La filariosi cardiopolmonare
Che cos'è
La filariosi cardiopolmonare è una malattia parassitaria del cane e del gatto causata dalla presenza di un nematode (D. immitis)
che vive nei vasi del polmone e talvolta nel cuore. Si tratta di un "verme" che nelle prime fasi dello stadio larvale vive nel
corpo delle zanzare e poi viene trasmesso, attraverso la puntura dell'insetto, agli animali ospiti (cane e gatto ad esempio)
negli strati più profondi della pelle. In circa 6 mesi la larva inoculata migra fino alle arterie polmonari dove, una volta
adulta, vive per circa 5-6 anni. La stagione a rischio di trasmissione della malattia inizia in primavera fino ad autunno
inoltrato. Spesso la presenza dei parassiti non provoca fastidio al cane per molto tempo. Quando i parassiti sono numerosi o
sono presenti da anni, i danni provocati ai polmoni cominciano a rendersi evidenti cosicché il cane tossisce, dimagrisce o
respira male o si affatica anche solo dopo una breve corsa. Nei casi più avanzati o più gravi il cane diventa cardiopatico.
La malattia ha quindi carattere cronico e tende a peggiorare col tempo. Questo spiega perché non tutti i cani presentano gli
stessi sintomi, essendo possibile che si trovino in diversi stadi della malattia.
In generale la malattia è curabile in quasi tutti gli stadi, tuttavia le cure non sono uguali per tutti gli animali.
|
Il trattamento medico
Il trattamento medico consiste nell'inoculare al cane un farmaco che uccide le filarie. Ormai i farmaci utilizzati sono
abbastanza sicuri per il cane dal punto di vista della tossicità rispetto ai prodotti disponibili un tempo, tuttavia il
trattamento comporta una severa risposta immunitaria a livello polmonare per rimuovere ed eliminare i parassiti morti per cui
il cane deve essere tenuto a riposo per qualche settimana dopo la terapia e deve, se necessario, fare delle terapie per ridurre
questa reazione infiammatoria. La maggior parte dei cani può permettersi di fare il trattamento con questi farmaci. Però in certi
animali i rischi di crisi respiratorie gravi e purtroppo anche di morte dopo il trattamento sono estremamente elevati.
I cani a rischio sono quelli di piccola taglia (anche senza sintomi!) con tante filarie (i parassiti sono lunghi circa 20 cm
sia per lo yorkshire che per il terranova!); quelli con sintomi già evidenti; quelli in cui la matassa di filarie improvvisamente
si sposta dai polmoni al cuore e ostruisce il passaggio del sangue mettendo in pericolo la vita dell'animale.

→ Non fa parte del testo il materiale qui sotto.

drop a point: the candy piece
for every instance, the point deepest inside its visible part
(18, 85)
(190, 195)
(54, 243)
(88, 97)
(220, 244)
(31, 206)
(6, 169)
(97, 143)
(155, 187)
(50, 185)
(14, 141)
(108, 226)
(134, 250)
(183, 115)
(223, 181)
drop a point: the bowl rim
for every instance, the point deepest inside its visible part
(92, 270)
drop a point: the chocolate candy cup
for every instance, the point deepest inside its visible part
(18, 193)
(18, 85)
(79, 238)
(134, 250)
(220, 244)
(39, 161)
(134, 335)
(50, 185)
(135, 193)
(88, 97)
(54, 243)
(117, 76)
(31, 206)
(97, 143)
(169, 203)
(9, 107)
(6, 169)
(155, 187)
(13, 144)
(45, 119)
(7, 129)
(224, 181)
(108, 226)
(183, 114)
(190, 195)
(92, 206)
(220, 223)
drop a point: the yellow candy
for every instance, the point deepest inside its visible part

Per tutti questi
pazienti esiste la terapia chirurgica.
|
Il trattamento chirurgico
Il trattamento chirugico consiste nell'estrazione delle filarie tramite uno strumento giapponese appositamente costruito a
questo scopo e che si chiama Flexible Alligator Forceps. Si tratta di una pinza lunga e flessibile che viene introdotta nella
vena giugulare (una vena del collo), tramite una piccola incisione della pelle a livello del collo, e viene spinta fino alle
arterie polmonari e al cuore. Una volta in sede si aprono le branche della pinza, si catturano i vermi e si estraggono insieme
alla pinza. La ferita chirurgica è di soli 2 centimetri!
L'intervento chirurgico ha una efficacia elevata perché riesce a rimuovere quasi tutti i parassiti presenti ed è sicuro
la mortalità è praticamente nulla, anche per cani che devono essere operati d'urgenza e in condizioni critiche). Inoltre
non comporta complicanze postoperatorie e non è doloroso. Il cane deve semplicemente essere sedato per al massimo 30 minuti
(questa è la durata media dell'intervento) e già a poche ore dall'intervento presenta un sensibile miglioramento ed è in grado
di camminare e mangiare. Dopo l'intervento solo a volte è necessario tenere a riposo l'animale o fare delle cure di supporto,
perché nella maggior parte dei casi questa terapia è risolutiva. I costi della terapia chirurgica sono più elevati rispetto alla
terapia farmacologica, tuttavia non improponibili. Il costo è legato alle attrezzature costose e alla capacità del medico
veterinario di eseguire la tecnica, considerata specialistica. I vantaggi della chirurgia sono comunque numerosi. Inoltre per
i cani a rischio per la terapia medica non esiste alternativa valida e altrettanto sicura. Quando viene diagnosticata la filaria
al proprio cane bisogna sempre considerare che vanno eseguiti degli accertamenti per poter stabilire lo stadio della malattia
e quindi per valutare se il cane può essere curato e con quale trattamento, medico o chirurgico.